Тепа наблюдает эту картину, потом громко спрашивает: «Мама, почему он кричит? Он разве не знает, что только невоспитанные дети кричат?» Сидящие за столом улыбаются, говорят Тепиной маме, что и не подумали бы, что у Тепы аутизм. Но Тепа вдруг хмурится и внезапно выкрикивает плачущим голосом: «Дать синее! Дать Тепе синее!» Его мама хватается за голову: синее — это ботинки, дома остались ботинки с синими шнурками. Вот где их сейчас взять? Тепа теряет все очарование разумного ребенка и начинает с силой биться о стенку, выкрикивая: «Синее! Дать синее! Тепе! Дать! Синее!» Сидящие за столом находят у одной из мам синий шарф, предлагают Тепе. Он на секунду отвлекается, но, видя непривычный предмет, снова начинает орать. Его мама всовывает шарф ему в руку: смотри какой синий, мягкий, ворсистый. Тепа любит ворс, дома все ковры облизал. Это срабатывает, мальчик постепенно расслабляется, поглаживая шарфик. Мать шутливо рассказывает о других стереотипах Тепы.
— Плюнет на пол. И такой правильный типа: «На пол плевать нехорошо, да?» Я говорю: «Да, это нехорошо». Он опять: «А вот Тепа плохо сделал, Тепа плюнул на пол, это нехорошо, да, мама?» Нужно обязательно ответить: да, это нехорошо.
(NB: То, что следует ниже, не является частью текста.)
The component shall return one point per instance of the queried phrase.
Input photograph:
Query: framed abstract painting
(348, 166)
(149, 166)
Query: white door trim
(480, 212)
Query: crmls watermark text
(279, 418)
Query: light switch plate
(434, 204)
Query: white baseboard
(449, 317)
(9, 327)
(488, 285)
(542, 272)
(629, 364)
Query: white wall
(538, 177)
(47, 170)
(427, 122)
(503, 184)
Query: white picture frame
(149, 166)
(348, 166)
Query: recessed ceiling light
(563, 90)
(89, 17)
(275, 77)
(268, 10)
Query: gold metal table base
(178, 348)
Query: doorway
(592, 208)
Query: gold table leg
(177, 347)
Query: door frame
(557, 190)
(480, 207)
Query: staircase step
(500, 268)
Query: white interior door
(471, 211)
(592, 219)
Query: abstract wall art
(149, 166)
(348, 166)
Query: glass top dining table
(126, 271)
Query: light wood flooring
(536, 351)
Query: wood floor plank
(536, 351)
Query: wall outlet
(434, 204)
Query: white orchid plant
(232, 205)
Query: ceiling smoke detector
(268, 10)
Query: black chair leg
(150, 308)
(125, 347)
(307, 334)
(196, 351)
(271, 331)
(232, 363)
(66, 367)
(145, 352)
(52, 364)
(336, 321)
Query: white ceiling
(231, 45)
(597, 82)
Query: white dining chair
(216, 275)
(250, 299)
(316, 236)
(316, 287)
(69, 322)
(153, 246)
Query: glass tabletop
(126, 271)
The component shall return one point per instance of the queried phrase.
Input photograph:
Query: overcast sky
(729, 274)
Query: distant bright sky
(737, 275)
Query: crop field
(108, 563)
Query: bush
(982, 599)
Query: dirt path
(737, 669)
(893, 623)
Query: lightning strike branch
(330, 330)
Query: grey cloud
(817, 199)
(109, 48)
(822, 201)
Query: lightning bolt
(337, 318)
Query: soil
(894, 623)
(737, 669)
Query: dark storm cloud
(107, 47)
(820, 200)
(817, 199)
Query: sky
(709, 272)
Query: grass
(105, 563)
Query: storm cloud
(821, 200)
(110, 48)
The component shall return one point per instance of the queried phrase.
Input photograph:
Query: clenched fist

Нельзя сказать по-другому: «это плохо» или «конечно нехорошо», только «да, это нехорошо». Постоит, покачается с пятки на носок, уйдет. Через пять минут вернется и опять то же самое, на пол плюет. И попробуй нарушить, начнется такой кордебалет!
Тепина мама смеется.
— А вот еще был смешной случай: Мы читали про Чипполино, там стихотворение:
За высокою оградой
Зреет апельсин.
Ну а мне оград не надо —
Я не дворянин.
Тепе так понравилось, что теперь он на все стал отвечать: «Нет! Я не дворянин!» Особенно удачно было в супермаркете. Спрашиваю: «Тепа, хочешь мороженое?» А он: «Нет! Я не дворянин!»
Другие мамы тоже были веселые и доброжелательные. Никто не горевал о своей тяжелой доле, не жаловался, не вопрошал «за что мне это?». Это были женщины, давно узнавшие диагноз ребенка, смирившиеся, привыкшие с этим жить. Алина задала вопрос, мучивший ее уже много дней:
— Скажите, а кому-то реально помогло биомедицинское лечение? У нас вот диета и протокол ударными дозами витаминов и минералов.
— Ой, я вам сейчас расскажу, — ответила девушка, пришедшая без ребенка. — У меня дочка, пять лет, разговаривает, простейшие просьбы выполняет. Мы вводили протокол, пять месяцев мучила дочку, еще диета, а она без молочного жить не может, еле вытерпели. И что? Ничего абсолютно, никакого прогресса! Ну, может, вес немного сбросила, но это неудивительно.
— А нам помог, и даже очень, — отозвалась другая женщина. — Речь, правда, так и не появилась, но стал намного спокойнее, самостимуляция ушла, перестал нервничать по поводу и без, а если даже что и случится, то сам быстро успокаивается. Везде с собой могу взять, не доставляет хлопот.